Wednesday, August 16, 2006

 
Since I just had lunch at a buffet, this might be my last entry. I'm not sure which will kill me first...eating cold food that's been sitting in an exposed environment since the place opened this morning, or eating with hands that were forced to use the same serving tongs the unsanitary masses have been using all day. Next to the salad bar, they should have a little serving station stocked with Pepto-Bismol, Beano, Rolaids, Maalox, Mylanta, and Phazyme. And maybe a pharmacist for consultation.

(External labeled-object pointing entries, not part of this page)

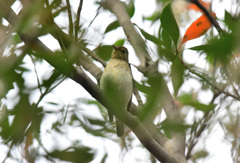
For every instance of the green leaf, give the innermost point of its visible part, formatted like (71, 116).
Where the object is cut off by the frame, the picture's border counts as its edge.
(150, 37)
(177, 73)
(131, 8)
(104, 52)
(155, 16)
(112, 26)
(187, 99)
(170, 127)
(169, 23)
(119, 42)
(218, 49)
(166, 53)
(74, 155)
(229, 20)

Have you ever taken a close look at those buffet serving tongs? They come in two styles: the shiny black plastic ones covered with greasy fingerprints, and the shiny metal ones covered with greasy fingerprints. Either way, you lose. Unless you plan on going to the bathroom to wash your hands after every trip through the line, you might as well just walk around to every table in the place and politely ask to lick everyone's fingers. And what makes the whole scenario even worse is that buffets are usually patroned by...how do I say this nicely...the trash of the world. Remember the lawsuit the obese couple from West Jordan filed against Chuck-a-rama a few years ago when they were asked to leave after eating too much roast beef? People like that. So you're paying a fairly high price to go eat cold food and catch diseases from lower class citizens, and all you get out of it is gastrointestinal pain and a few hours on the toilet. Sounds like a bargain to me.

In my defense, I didn't plan on going to the buffet today. Two coworkers and I decided to go to The Olive Garden in Riverdale for the $5.99 soup and salad lunch. We arrived and were told there was a 10-15 minute wait, way too much time to waste for a quick work lunch. The Souper Salad restaurant shares the same parking lot, so we decided to tempt fate and go there, which, if you're not aware, is a buffet. Off the subject for a moment, the Olive Garden was packed full of hot chicks waiting for tables, but they weren't attractive to me because you could tell they were the kind of women who think the Olive Garden is a classy place, and women that naive just aren't sexy. Even further off the subject, I took a girl I'd just met on a date a while ago. I suggested we go eat at a nice Greek place called The Athenian in downtown Ogden which features a unique menu, a cozy atmosphere, and attentive service. She dismissed my suggestion, and said, "Let's go someplace nice, like Chili's or the Olive Garden." Nice? We did go to Chili's, but I was so turned off that I never saw her again. Someone that clueless isn't worth my time. Spacious suburban chain restaurants with "Never Ending Pasta Bowls" and "Big Mouth Burgers" on the menu aren't classy. Sorry ladies, but the simple fact that I realize The Olive Garden isn't fine dining makes me better than all of you. I'm hardly a food snob, but I do have a functioning brain in my head.

Anyway, back to Souper Salad. The place didn't seem dirty, but since most lethal bacterias are odorless, tasteless, and microscopic, I decided not to let appearances deceive me. I noticed a faggy-looking guy in a pink shirt cover a hacking cough with his hand and then dish up some potato salad with the same hand. Feel free to call me paranoid, but I kept an eye on him, and everything he touched after that, I avoided. The only thing I actually enjoyed was the softserve ice cream, which I had two bowls of and which I'm sure was clean, since bacteria need to heat to replicate. The place was full of the expected stereotypical trash: grimy auto mechanics on their lunch breaks, slutty girls in halter-tops with visible tattoos, and ordinary middle-aged obese folks looking to get their money's worth.

Charles Darwin, the storied Victorian-era English biologist, theorized that only the fittest, most intelligent creatures will survive long enough to procreate, thus passing on their intelligence to proceeding generations. Darwin was obviously wrong. The abundance of impoverished buffet patrons is proof.